Existing personalized generative models struggle to accurately capture user preferences and are typically confined to unimodal outputs, failing to meet the demands of real-world multimodal interaction scenarios. This work proposes DPPMG, a two-stage framework that first employs modality-specific graph neural networks to learn and quantize user preferences into discrete tokens, which are then injected into both text and image generators. A cross-modal consistent personalized reward mechanism is further designed to enable reinforcement fine-tuning. DPPMG establishes the first discrete preference learning paradigm tailored for personalized multimodal generation, effectively bridging the gap between continuous preference modeling and the discrete inputs required by generative models. Experimental results on two real-world datasets demonstrate that DPPMG significantly enhances both the personalization quality and cross-modal consistency of generated content.
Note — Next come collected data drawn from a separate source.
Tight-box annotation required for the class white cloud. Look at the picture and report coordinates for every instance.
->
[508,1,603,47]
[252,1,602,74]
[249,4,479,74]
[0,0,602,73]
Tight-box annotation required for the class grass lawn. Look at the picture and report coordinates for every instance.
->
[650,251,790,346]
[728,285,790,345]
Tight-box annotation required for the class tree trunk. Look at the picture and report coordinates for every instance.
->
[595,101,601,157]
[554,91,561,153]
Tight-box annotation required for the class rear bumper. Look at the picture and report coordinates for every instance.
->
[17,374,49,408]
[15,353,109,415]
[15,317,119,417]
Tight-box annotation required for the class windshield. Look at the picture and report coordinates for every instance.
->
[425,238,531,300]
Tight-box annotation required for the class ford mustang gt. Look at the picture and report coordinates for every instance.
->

The emergence of generative models enables the creation of texts and images tailored to users' preferences. Existing personalized generative models have two critical limitations: lacking a dedicated paradigm for accurate preference modeling, and generating unimodal content despite real-world multimodal-driven user interactions. Therefore, we propose personalized multimodal generation, which captures modal-specific preferences via a dedicated preference model from multimodal interactions, and then feeds them into downstream generators for personalized multimodal content. However, this task presents two challenges: (1) Gap between continuous preferences from dedicated modeling and discrete token inputs intrinsic to generator architectures; (2) Potential inconsistency between generated images and texts. To tackle these, we present a two-stage framework called Discrete Preference learning for Personalized Multimodal Generation (DPPMG). In the first stage, to accurately learn discrete modal-specific preferences, we introduce a modal-specific graph neural network (a dedicated preference model) to learn users' modal-specific preferences, which preferences are then quantized into discrete preference tokens. In the second stage, the discrete modal-specific preference tokens are injected into downstream text and image generators. To further enhance cross-modal consistency while preserving personalization, we design a cross-modal consistent and personalized reward to fine-tune token-associated parameters. Extensive experiments on two real-world datasets demonstrate the effectiveness of our model in generating personalized and consistent multimodal content.